Or, to look at it another way, you are passing the input a line at a time to the worker threads -- so two things are happening:
all of the thread communication overhead is being carried by every line -- I think this is the real issue.
you are streaming the output, so Thread::Pool arranges for the output of each job to be done in job order.
Having looked at the code, the way it does this is quite cunning: when a do routine completes a job before earlier jobs have completed, the results are put to one side, and the thread loops round to do the next job. When a job completes and all earlier have completed, the thread outputs its results and any results put aside earlier which can now be output.

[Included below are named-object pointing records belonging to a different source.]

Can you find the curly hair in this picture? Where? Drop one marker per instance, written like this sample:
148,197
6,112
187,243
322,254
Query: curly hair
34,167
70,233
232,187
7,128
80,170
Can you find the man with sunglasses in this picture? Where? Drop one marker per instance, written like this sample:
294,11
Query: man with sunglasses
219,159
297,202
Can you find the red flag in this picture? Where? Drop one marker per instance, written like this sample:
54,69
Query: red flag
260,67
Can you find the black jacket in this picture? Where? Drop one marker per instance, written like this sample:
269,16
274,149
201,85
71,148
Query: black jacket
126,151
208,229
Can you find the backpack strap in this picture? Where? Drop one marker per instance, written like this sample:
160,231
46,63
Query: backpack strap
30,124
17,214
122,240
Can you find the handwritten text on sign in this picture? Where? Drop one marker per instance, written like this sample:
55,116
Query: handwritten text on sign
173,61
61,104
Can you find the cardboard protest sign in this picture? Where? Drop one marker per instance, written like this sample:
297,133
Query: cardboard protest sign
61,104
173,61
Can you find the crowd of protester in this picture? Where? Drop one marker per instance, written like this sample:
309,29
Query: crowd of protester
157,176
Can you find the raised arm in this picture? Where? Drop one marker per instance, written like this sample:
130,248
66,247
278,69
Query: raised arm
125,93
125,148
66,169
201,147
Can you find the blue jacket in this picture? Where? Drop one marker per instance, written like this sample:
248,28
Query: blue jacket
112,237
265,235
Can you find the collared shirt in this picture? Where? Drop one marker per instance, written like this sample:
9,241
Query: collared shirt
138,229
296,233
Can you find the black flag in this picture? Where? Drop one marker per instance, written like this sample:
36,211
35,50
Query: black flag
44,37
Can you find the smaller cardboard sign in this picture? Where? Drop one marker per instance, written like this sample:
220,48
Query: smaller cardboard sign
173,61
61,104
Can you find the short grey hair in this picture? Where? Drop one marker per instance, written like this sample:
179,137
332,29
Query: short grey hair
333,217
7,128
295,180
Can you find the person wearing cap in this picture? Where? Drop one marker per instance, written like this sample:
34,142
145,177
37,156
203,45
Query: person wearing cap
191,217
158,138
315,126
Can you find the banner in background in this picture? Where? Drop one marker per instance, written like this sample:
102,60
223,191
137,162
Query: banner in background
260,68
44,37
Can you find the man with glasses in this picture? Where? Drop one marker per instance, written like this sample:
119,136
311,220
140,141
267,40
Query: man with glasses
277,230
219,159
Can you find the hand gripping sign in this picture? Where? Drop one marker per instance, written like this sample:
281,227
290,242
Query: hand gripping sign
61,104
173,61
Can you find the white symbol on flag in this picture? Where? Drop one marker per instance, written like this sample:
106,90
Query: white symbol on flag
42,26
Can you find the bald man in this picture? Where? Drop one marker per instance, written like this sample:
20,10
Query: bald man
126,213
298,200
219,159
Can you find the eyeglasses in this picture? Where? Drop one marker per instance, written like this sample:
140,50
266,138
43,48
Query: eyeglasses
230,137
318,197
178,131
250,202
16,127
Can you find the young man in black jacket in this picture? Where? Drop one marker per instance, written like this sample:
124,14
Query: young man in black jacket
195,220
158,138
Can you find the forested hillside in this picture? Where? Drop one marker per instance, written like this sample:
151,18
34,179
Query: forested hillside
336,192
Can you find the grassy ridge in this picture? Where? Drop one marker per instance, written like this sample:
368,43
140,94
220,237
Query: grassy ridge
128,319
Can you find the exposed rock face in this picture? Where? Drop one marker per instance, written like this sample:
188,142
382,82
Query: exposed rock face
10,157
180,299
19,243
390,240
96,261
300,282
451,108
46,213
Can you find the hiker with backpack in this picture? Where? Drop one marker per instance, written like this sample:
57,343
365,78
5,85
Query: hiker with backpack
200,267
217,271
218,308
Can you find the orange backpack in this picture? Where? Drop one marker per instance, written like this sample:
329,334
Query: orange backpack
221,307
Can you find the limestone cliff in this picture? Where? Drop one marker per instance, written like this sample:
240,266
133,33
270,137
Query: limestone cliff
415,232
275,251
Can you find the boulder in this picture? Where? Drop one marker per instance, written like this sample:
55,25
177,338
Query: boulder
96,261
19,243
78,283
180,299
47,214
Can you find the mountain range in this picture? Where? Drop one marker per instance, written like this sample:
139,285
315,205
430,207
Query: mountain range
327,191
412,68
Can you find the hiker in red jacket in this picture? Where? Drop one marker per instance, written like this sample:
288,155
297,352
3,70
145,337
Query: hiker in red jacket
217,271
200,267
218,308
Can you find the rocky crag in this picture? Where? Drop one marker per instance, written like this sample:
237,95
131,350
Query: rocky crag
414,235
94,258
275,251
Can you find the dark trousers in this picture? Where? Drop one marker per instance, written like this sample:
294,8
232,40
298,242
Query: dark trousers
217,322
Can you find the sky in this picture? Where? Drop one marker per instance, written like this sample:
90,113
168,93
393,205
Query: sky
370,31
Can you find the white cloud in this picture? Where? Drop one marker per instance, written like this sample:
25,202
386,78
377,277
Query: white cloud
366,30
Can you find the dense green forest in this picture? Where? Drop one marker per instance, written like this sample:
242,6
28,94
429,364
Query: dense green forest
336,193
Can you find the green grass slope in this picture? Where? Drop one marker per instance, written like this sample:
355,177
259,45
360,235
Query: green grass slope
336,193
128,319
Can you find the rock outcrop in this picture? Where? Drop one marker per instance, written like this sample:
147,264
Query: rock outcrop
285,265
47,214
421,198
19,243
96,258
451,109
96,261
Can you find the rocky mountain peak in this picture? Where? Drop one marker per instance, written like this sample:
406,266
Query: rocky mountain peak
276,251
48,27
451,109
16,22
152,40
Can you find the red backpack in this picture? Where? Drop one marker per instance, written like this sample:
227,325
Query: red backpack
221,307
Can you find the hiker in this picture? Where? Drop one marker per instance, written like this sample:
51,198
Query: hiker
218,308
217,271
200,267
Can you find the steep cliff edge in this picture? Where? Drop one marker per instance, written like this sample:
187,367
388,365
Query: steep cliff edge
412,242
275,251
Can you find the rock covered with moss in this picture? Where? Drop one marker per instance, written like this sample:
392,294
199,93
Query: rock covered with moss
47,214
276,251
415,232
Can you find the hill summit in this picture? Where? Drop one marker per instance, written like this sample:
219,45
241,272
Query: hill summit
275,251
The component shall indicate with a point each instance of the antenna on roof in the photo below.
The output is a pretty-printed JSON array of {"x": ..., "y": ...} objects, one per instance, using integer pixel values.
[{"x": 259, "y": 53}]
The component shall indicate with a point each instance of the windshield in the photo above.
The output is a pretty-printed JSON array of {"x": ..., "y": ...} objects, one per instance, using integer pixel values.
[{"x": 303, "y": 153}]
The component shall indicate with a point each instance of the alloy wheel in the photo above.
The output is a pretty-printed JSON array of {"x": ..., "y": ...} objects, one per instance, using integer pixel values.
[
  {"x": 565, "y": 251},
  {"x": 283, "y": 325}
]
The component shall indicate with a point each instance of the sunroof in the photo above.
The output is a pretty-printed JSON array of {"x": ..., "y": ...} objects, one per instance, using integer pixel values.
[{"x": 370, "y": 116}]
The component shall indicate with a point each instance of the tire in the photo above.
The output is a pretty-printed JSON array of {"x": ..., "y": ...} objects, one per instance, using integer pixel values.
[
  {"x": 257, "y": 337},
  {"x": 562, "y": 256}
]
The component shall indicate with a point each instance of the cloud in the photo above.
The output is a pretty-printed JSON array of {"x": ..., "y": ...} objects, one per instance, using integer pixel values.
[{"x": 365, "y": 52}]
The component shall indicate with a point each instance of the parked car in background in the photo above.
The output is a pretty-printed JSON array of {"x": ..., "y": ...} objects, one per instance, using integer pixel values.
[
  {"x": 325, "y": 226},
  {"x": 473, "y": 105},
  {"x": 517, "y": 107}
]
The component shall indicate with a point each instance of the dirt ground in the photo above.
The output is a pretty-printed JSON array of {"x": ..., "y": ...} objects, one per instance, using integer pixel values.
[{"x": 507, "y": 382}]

Note that this means that if one job takes a very long time indeed, all the other threads will continue taking jobs and generating and storing the output. This is a Good Thing, because slower jobs are not blocking faster ones. However, I don't see a mechanism to stop jobs being dispatched if the streamed output backs up. But that could be because I haven't studied the code hard enough.
So apart from the cost of all this cunning, I don't think this is the issue.
Without changing the structure of what you have too much, I'd change:
$pool->job($_) while (<STDIN>);
to something that reads a bunch of lines (say a 100K bytes worth), something like:
while (!eof(STDIN)) {
my $buffer ;
read STDIN, $buffer, 100*1024 or die "$!" ;
if (!eof(STDIN)) {
my $nl = rindex($buffer, "\n") + 1 or die "No \\n in lump ?" ;
if (my $trim = $nl - length($buffer) {
seek STDIN, $trim, 1 or die "Seek failed ??" ;
substr($buffer, $trim) = '' ;
} ;
} ;
$pool->job($buffer) ;
} ;
(I haven't tested this, so caveat emptor !). Then the processing subroutine needs to break its input into lines and process into another buffer, and then return that lump of results. Something like:
sub do {
my ($lump) = @_ ;
my $result = '' ;
while ($lump =~ m/(.+)/g) { # Ignores blank lines
my $line = $1 ;
... whatever ...
$result .= ...whatever.. ."\n" ;
} ;
return $result ;
} ;
(also untested). There's some saving to be made by removing
my ($lump) = @_ and doing
while ($_[0] =~ m/(.+)/g) directly instead.
This will amortise the job overhead over a reasonable chunk of lines. Obviously you can experiment to see if larger chunks means faster processing.
BTW, your do subroutine starts:
sub do {
chomp;
my $input = $_;
$input = shift;
which doesn't look right to me. The arguments are passed to
do() in the usual way, so hacking around
$_ appears redundant.